Fentanyl — Fentanyl is a powerful synthetic opioid responsible for a significant increase in drug overdose deaths among adults in the United States in recent years.
According to data from the Centers for Disease Control and Prevention (CDC), in 2019 alone, over 36,000 drug overdose deaths involving synthetic opioids like fentanyl, accounting for more than 60% of all opioid-related overdose deaths.
The potency of fentanyl, combined with its widespread availability and low cost, has contributed to its prevalence in the illicit drug market, leading to a public health crisis that continues to impact communities nationwide.
Affecting the youth
While fentanyl has primarily affected adults, it was recently discovered that the synthetic opioid had killed many children and teens in the United States.
Epidemiologist Julie Gaither of the Yale School of Medicine recently shared that over 1,500 children under 20 died from fentanyl in 2021.
The number of deaths is four times as many as in 2018.
The fentanyl deaths take up nearly all the opioid-related deaths in the age group in 2021.
Fentanyl is a synthetic opioid used medically to treat severe pain, often in cancer patients.
It is also manufactured illegally and sold as a street drug.
The drug is much more potent than other opioids like morphine and heroin, making it particularly dangerous for those who use it recreationally.
The manufacturing of fentanyl involves creating the drug in a laboratory, often in countries like China, and then trafficking it into other countries.
Illicit fentanyl is often mixed with other drugs, like heroin or cocaine, without the user’s knowledge, leading to a higher risk of overdose.
The illegal selling of fentanyl has contributed to a widespread public health crisis in many countries, particularly the United States, where overdose deaths involving fentanyl have risen in recent years.
Replacing prescription drugs
Fentanyl has been increasingly replacing prescription opioids like oxycodone as it is cheaper and easier to obtain illegally.
This has led to increased overdoses, as people often do not realize they are taking fentanyl instead of the drug they intended to use.
Illicit fentanyl is also contaminating counterfeit prescription drugs, as dealers often mix fentanyl with other drugs to increase their potency or to mimic the effects of other prescription drugs.
This poses a significant risk to individuals trying to manage their pain with legitimate prescription drugs, as they may unknowingly be taking a dangerous amount of fentanyl.
“That’s primarily the story of what’s happening among teenagers,” said Sarah Bagley, the pediatrician and addiction provider of the Boston University Chobanian & Avedisian School of Medicine.
Bagley said teens purchase and use a kind of drug or substance without knowing they’re ingesting fentanyl.

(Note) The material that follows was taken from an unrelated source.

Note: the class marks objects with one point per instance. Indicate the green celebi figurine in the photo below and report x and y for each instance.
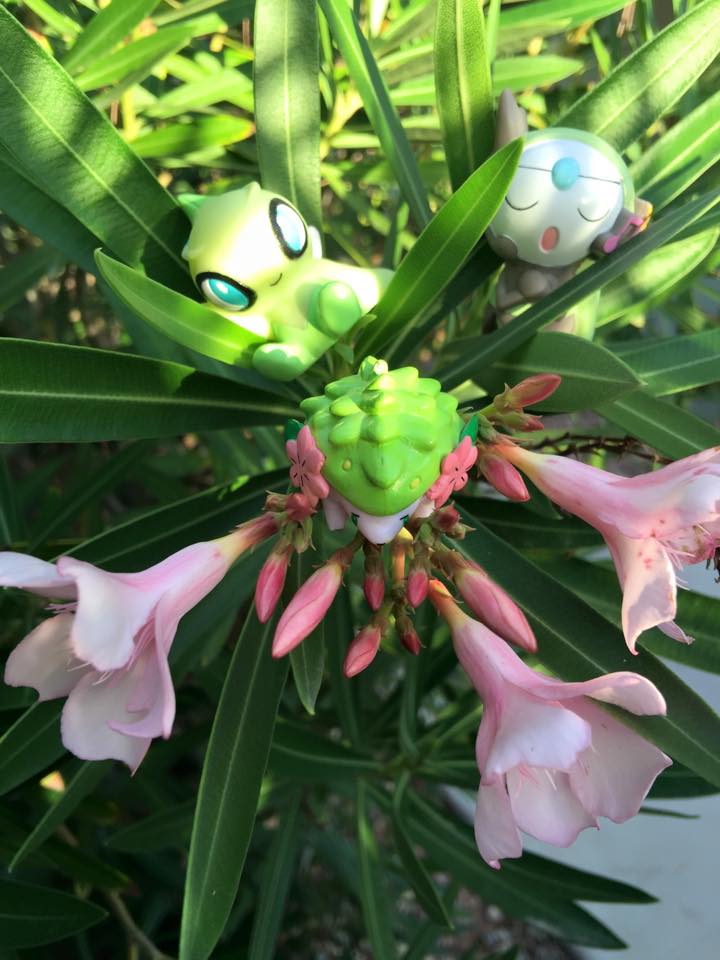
(393, 446)
(256, 262)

“People are not anticipating that they are going to be exposed to fentanyl, and then they are, and that results in overdose.”
Some of the symptoms of a person experiencing an overdose from the drug include:
- Falling asleep
- Losing consciousness
- Choking sounds
- Weak/no breathing
“This change in the drug supply, where you have a much more potent opioid, is really driving it all,” said Bagley.
According to Gaither, many fentanyl deaths among children and teenagers happened at home, with most being accidents.
“For smaller kids, kids who are mobile, they would be taking a drug that’s off the floor,” she said.
Gaither also highlighted that there needs to be more education to give parents a better understanding of how dangerous fentanyl is and that drugs need to be kept away from children.
Julie Gaither analyzed pediatric mortality data from the US Centers for Disease Control and Prevention between 1999 to 2021.
The fentanyl mortality rate soared by more than 300% in that period, going from 0.47 per 100,000 children to 1.92 per 100,000.
In 2021, 40 infants and 93 children aged 1 to 4 years old died from fentanyl.
Fentanyl deaths have also increased for adults.
In 2021, more than 70,000 deaths in the United States were attributed to synthetic opioids, mainly fentanyl, out of over 106,000 drug overdose fatalities reported in 2022.
A counter to overdose
Naloxone, a medication that reverses opioid overdose, was approved in March by the US Food and Drug Administration for over-the-counter use.
It is expected to hit various stores in late summer.
Some communities are training how to administer the medication, which comes as a nasal spray and distributing naloxone to the victims.
According to Gaither, the medication is branded Narcan, which is an opioid antidote that’s safe for kids of all ages.
If parents have Narcan on hand, they can immediately reverse the effects of opioids.
Regardless, Bagley emphasized that raising awareness of Narcan among teenagers is essential.
She has had conversations with teenagers who asked about how they could keep their friends safe.
According to Bagley, discussing overdoses with teens includes talking about the risks and how they take care of people in their lives and respond if they’re in a crisis.